Being adopted as the advanced search interface for the major Model Organism Database groups was a huge boost for the InterMine team and resulted in many constructive discussions and advancements.
- What improvements are coming in the future?
We’re quite excited about a couple of things. While it’s still in a really early stage, we’ve been investigating different data tools such as graph databases and semantic web technologies. We’ve also spent a lot of time developing and testing InterMine 2.0, codename “BlueGenes” which should hopefully soothe some of the usability pain points in the current version, and also bring an up-to-date look and feel to InterMine.
- Who is the team behind InterMine?
Our office houses seven developers and a biologist. (That sounds a bit like the start of a joke, I know!) The team’s skillset is pretty well-rounded, with some of us more focused on presentational technologies – the bits of InterMine you see and interact with on the screen – while others tend to focus on wrangling the data. Rachel, our biologist, acts as a scientific advisor and helps to keep the devs on track.

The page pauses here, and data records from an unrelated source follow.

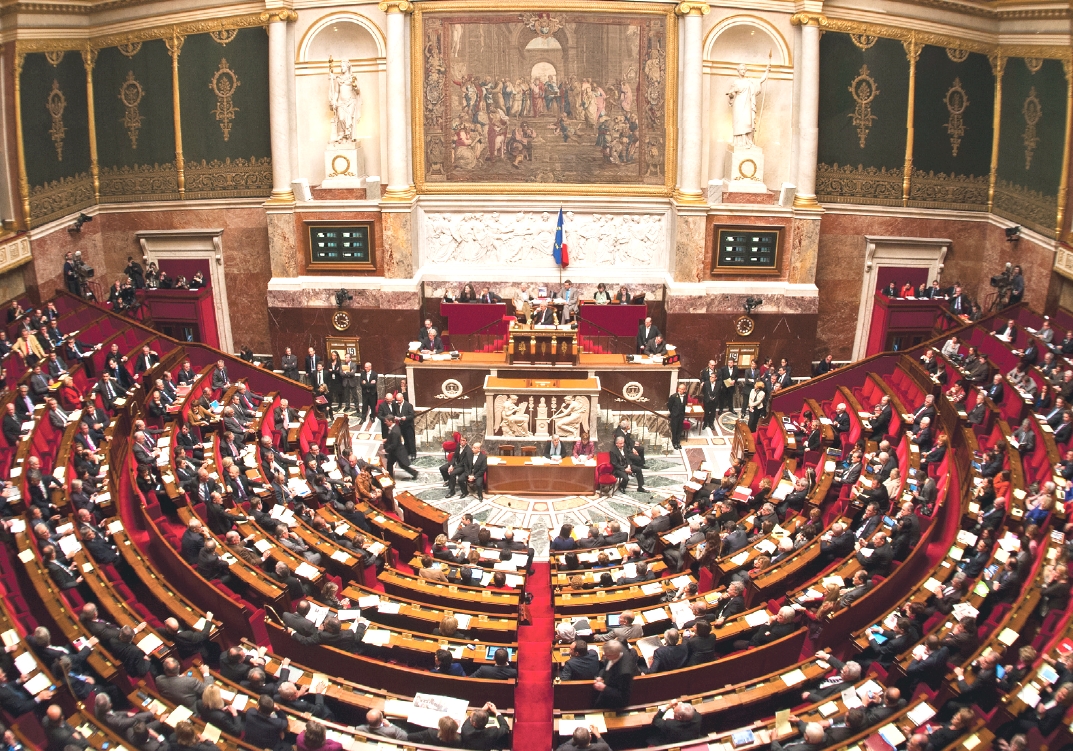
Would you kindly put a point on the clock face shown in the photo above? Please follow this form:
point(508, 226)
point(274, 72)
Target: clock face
point(340, 320)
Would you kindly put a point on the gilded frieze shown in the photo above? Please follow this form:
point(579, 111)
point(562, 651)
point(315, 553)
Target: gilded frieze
point(140, 182)
point(860, 185)
point(1031, 207)
point(236, 177)
point(58, 199)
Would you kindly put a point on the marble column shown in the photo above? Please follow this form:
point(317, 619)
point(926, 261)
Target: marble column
point(808, 109)
point(692, 100)
point(399, 187)
point(279, 98)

- InterMine is open source and has detailed documentation to support it. Can you comment on the decision to be open source?
The greatest thing about open source is the community. They freely submit bug reports, feature requests, and general ideas. Developers from different organizations contribute their code, and often they’ll even answer support queries. Enthusiastic users volunteer for usability testing. Given the levels of engagement, I think it’s reasonable to suggest that the choice of an open license is actually a vital part of our continued success.
- InterMine is used in a lot of valuable open data repositories. Does InterMine steer or incentivize its users towards open data?
Not specifically. As the InterMine databases tend to be providing a resource primarily for academic users, and tend to be developed by academic groups, they have naturally primarily made use of open data sources.
2016.06.07 edit – To learn more about InterMine, be sure to check out their paper:
Kalderimis A, Lyne R, Butano D, Contrino S, Lyne M, Heimbach J, Hu F, Smith R, Stěpán R, Sullivan J, Micklem G. InterMine: extensive web services for modern biology. Nucleic Acids Res. 2014 Jul;42(Web Server issue):W468-72. doi: 10.1093/nar/gku301. Epub 2014 Apr 21. PubMed PMID: 24753429; PubMed Central PMCID: PMC4086141.